Una foto di Alice Gruppioni, sulla pagina dei sostenitori.info
In ricordo di Alice Alice Gruppioni

BOLOGNA. – La municipalità di Los Angeles ha riconosciuto un risarcimento da 12 milioni di dollari alla famiglia di Alice Gruppioni, imprenditrice bolognese uccisa a 32 anni mentre era in viaggio di nozze in California, falciata da un’auto impazzita sul lungomare pedonale di Venice Beach. Accanto a lei c’era il marito, Christian Casadei, sposato 20 giorni prima: ne uscì illeso.

Altre 16 persone rimasero ferite nell’impatto. Per Alice, invece, non ci fu nulla da fare. La sua giovane vita fu spazzata via in un attimo. L’uomo al volante dell’auto, lo spacciatore Nathan Campbell, è stato condannato a 42 anni di carcere per omicidio di secondo grado. Inizialmente era stata chiesta la pena di morte.

Con una transazione votata all’unanimità che assegna in totale 14 milioni di dollari alle vittime, chiudendo così ogni azione civile, è stata riconosciuta dopo cinque anni anche la responsabilità delle istituzioni. Il tratto della passeggiata di Venice dove la Dodge guidata da Campbell piombò sulla folla era troppo facilmente accessibile, nonostante altri incidenti in passato.

In quel punto non c’erano fittoni, non c’era “la sicurezza minima che un’amministrazione deve garantire per i suoi cittadini e per le tante persone che vanno negli Stati Uniti”, ha detto più volte Valerio Gruppioni, il padre di Alice, ex presidente del Bologna Calcio. “E’ importante che sia stata dichiarata in modo chiaro la responsabilità. Ora una cosa del genere non succederà più”, commenta oggi Katia Gruppioni, la zia di Alice, ricordando che dopo la tragedia il lungomare è stato protetto.

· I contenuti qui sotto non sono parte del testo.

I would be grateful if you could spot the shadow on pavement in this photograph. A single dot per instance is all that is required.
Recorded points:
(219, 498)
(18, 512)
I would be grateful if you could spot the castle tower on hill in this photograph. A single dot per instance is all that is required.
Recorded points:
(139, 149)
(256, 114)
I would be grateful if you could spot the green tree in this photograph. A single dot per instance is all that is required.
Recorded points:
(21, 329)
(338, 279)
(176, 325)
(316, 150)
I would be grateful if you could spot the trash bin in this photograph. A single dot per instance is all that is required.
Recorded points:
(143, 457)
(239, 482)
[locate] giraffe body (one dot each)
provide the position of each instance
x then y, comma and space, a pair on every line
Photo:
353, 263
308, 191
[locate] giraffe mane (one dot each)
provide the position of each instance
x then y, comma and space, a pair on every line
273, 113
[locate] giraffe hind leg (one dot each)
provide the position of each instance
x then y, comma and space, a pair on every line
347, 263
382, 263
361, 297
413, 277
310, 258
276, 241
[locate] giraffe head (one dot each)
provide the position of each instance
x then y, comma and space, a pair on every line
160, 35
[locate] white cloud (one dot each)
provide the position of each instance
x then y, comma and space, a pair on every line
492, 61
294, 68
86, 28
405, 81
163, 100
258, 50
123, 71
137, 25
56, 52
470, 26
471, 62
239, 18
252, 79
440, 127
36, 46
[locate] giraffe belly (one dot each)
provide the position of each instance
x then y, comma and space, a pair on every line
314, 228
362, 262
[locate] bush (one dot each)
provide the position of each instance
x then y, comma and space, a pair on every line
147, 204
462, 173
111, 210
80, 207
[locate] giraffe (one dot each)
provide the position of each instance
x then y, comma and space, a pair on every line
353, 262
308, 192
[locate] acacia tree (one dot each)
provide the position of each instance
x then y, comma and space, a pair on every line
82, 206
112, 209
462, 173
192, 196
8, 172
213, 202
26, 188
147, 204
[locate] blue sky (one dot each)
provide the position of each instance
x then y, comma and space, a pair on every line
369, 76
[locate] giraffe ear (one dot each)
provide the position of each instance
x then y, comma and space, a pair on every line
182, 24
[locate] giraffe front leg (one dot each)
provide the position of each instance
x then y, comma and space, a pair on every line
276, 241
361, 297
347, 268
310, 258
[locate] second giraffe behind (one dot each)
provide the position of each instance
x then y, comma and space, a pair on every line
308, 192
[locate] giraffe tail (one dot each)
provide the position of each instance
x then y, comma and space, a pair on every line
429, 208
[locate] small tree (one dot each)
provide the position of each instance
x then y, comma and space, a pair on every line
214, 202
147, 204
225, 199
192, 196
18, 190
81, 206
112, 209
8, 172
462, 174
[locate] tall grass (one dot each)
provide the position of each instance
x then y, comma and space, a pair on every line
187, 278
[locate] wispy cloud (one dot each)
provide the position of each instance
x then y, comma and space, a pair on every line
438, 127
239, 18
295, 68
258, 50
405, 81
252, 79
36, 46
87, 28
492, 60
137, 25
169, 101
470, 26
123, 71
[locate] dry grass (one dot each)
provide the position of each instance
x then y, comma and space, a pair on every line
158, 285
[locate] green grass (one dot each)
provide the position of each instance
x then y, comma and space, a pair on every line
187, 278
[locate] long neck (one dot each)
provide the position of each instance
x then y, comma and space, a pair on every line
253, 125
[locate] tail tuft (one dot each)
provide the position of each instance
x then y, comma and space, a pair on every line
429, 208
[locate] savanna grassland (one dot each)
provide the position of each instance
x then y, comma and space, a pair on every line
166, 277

Dove Alice è morta, sarà posta una targa, in sua memoria e in suo onore: anche questo è stato deciso dalla municipalità, insieme al risarcimento. “E’ bello che venga ricordata anche lì, sull’ultima terra che ha toccato. E’ una piccolissima soddisfazione, ma comunque è importante”, continua Katia. “Siamo contenti che la città abbia riconosciuto una perdita inimmaginabile alla famiglia e che abbia fatto passi in avanti per rendere più sicuro un luogo visitato ogni anno da milioni di persone”, ha detto ai media statunitensi Gregory Bentley, l’avvocato che ha rappresentato i Gruppioni e Christian Casadei nella causa in California, parlando di un “giorno agrodolce” per i suoi assistiti.